Nice article, I don’t know much about physics and gravity but had a idea from your post. I have learned few things and will continue reading the site. Bookmarked and will visit daily.
This is just crazy, they should go with approximate gravitation value 😉
Seriously, The fact that there are some differences in measurements means that additional factors are missing from the equation.
I agree with Neil B above. I could never understand how “mass is constant”. There have to be x number of assumptions to get that right. That’s common sense. I don’t see those assumptions being clearly laid out in books and reports!
[Given how sensitive these experiments are, there are too many factors at play to have a truly controlled environment.
For example, how would one detect and factor in an anomalous amount of mass (or lack thereof) in one direction? An large and unknown underground cavern 1/2 kilometer underground/away can throw off the experiment if the experiment just happens to be positioned the wrong way.
Perhaps the best way to get uniform data is to perform some of these brilliant experiments in (or immediately outside) of an orbital station.]
totally agree with you
@Neil @ Nick (18):
Or do all methods in the same lab at the same time. Then they’d all be under the same conditions
Laws of Physics, or Merely Local By-laws?
Written By: Jonathan Vos Post
Date Published: September 9, 2010
http://www.hplusmagazine.com/editors-blog/laws-physics-or-merely-local-laws
@ Anonymous Coward:
The “mispelling” of the word “Thang” is actually a play on words about gravity and Dr. Dre/Snoop Dogg’s rap song “Ain’t Nuthin but a G Thang”. Here the joke is that really the calculating a precise value for the gravitation constant G – is Nuthin But a G Thang.
At some point the results will have to be repeatable with a standardised machine. Hallmark! No there is no progress yet within Codata of going from one value (gravitational constant only) to the next as this is extremely difficult. After Luther-Towler’s result Codata 1986 there was a collapse to 3-4 digits (Codata 1998) due to different results creating a large uncertainty fluctuation. It looks like this may happen again but it will not be as bad. So a new gravitational constant number in Codata is not necessarily a sign of a step forward just yet. Actually I like this trending down back to Luther-Towler as their results may actually be repeatable and machine was simple. Also, just because two different apparatuses get a similar number is not cause to celebrate as this has happened time and again with the history of this number. The other values in Codata such as masses and the fine structure constant etc. are actually progressing along.

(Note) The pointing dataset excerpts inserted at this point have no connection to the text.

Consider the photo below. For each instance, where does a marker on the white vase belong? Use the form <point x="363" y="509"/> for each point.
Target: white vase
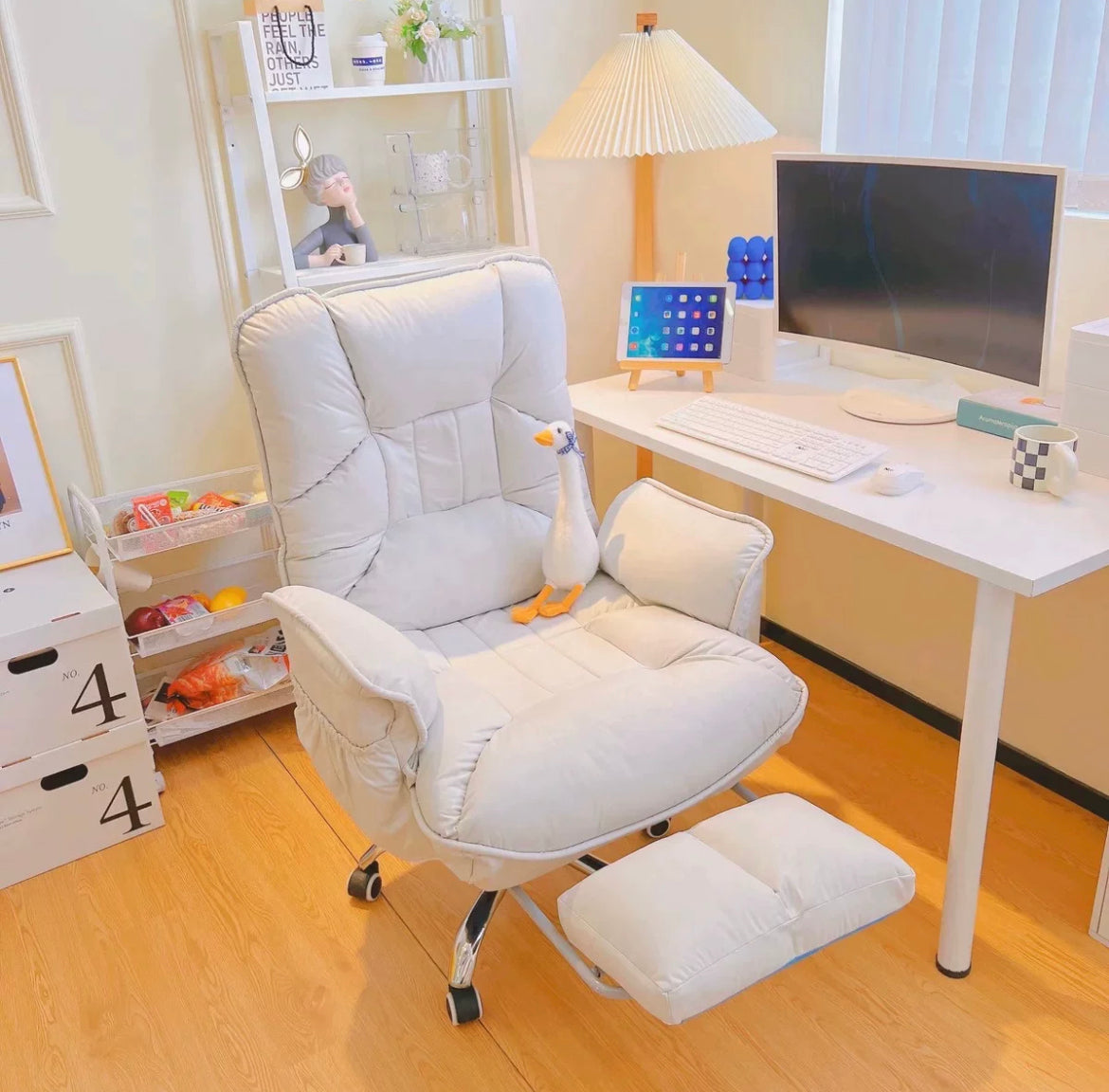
<point x="442" y="64"/>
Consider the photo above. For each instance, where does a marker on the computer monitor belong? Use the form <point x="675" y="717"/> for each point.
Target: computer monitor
<point x="941" y="261"/>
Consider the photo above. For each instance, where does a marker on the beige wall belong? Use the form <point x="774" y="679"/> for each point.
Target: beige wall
<point x="118" y="299"/>
<point x="905" y="619"/>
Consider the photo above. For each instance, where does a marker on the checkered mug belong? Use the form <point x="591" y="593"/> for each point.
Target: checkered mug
<point x="1044" y="459"/>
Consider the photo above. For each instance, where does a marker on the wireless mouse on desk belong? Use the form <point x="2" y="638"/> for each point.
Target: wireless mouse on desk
<point x="892" y="479"/>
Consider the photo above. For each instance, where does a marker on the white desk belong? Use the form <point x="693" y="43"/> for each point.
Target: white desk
<point x="967" y="517"/>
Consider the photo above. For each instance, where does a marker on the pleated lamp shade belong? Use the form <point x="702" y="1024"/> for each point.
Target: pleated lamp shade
<point x="652" y="94"/>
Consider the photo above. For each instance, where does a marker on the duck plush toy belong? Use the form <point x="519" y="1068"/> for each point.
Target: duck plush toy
<point x="570" y="553"/>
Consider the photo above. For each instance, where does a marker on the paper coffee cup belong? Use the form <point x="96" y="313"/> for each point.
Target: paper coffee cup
<point x="367" y="60"/>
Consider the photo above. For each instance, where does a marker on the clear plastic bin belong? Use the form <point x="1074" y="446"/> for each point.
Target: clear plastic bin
<point x="96" y="516"/>
<point x="216" y="717"/>
<point x="256" y="575"/>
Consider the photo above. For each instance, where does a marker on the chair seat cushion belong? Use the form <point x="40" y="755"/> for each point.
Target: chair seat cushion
<point x="576" y="728"/>
<point x="689" y="921"/>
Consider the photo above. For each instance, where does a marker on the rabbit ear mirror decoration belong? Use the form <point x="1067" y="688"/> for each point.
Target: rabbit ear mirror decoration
<point x="344" y="239"/>
<point x="293" y="177"/>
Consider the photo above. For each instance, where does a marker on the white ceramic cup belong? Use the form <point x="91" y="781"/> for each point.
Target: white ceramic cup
<point x="1044" y="459"/>
<point x="367" y="60"/>
<point x="431" y="172"/>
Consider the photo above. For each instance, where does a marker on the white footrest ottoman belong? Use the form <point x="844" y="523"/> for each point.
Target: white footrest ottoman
<point x="693" y="919"/>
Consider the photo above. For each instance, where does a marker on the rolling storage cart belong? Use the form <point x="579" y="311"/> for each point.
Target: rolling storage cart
<point x="235" y="547"/>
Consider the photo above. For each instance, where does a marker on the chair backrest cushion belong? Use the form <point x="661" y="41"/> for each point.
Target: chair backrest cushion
<point x="396" y="430"/>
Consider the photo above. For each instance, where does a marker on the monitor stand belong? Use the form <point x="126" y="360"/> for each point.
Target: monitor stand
<point x="899" y="408"/>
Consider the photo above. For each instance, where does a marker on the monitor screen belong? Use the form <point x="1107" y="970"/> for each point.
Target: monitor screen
<point x="677" y="321"/>
<point x="948" y="263"/>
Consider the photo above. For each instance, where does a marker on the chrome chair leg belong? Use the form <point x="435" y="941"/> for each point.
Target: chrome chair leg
<point x="370" y="856"/>
<point x="588" y="864"/>
<point x="365" y="882"/>
<point x="468" y="940"/>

Well, we have a couple of other problems to contend with, such as the fact that there are measurable “tide” effects from the Earth, Moon, Sun three body system, which are time varying. Their magnitude is on the order of multiple microGals to tens of microGals. This time varying signal needs to be incorporated in terms of frequency and amplitude to ensure that the long period measurements are actually statistically canceling out these effects, and not biasing the results.
I’m surprised not to see any accounting for the large tidal effects of Jupiter and Mars along with the usual Sun and Moon. As we all know, each time the outer planets are in conjunction all manner of catastrophes occur here on Earth (earthquakes, tsumamis, buildings topplingâ¦). A little basic astrology could easily account for the error in these measurements.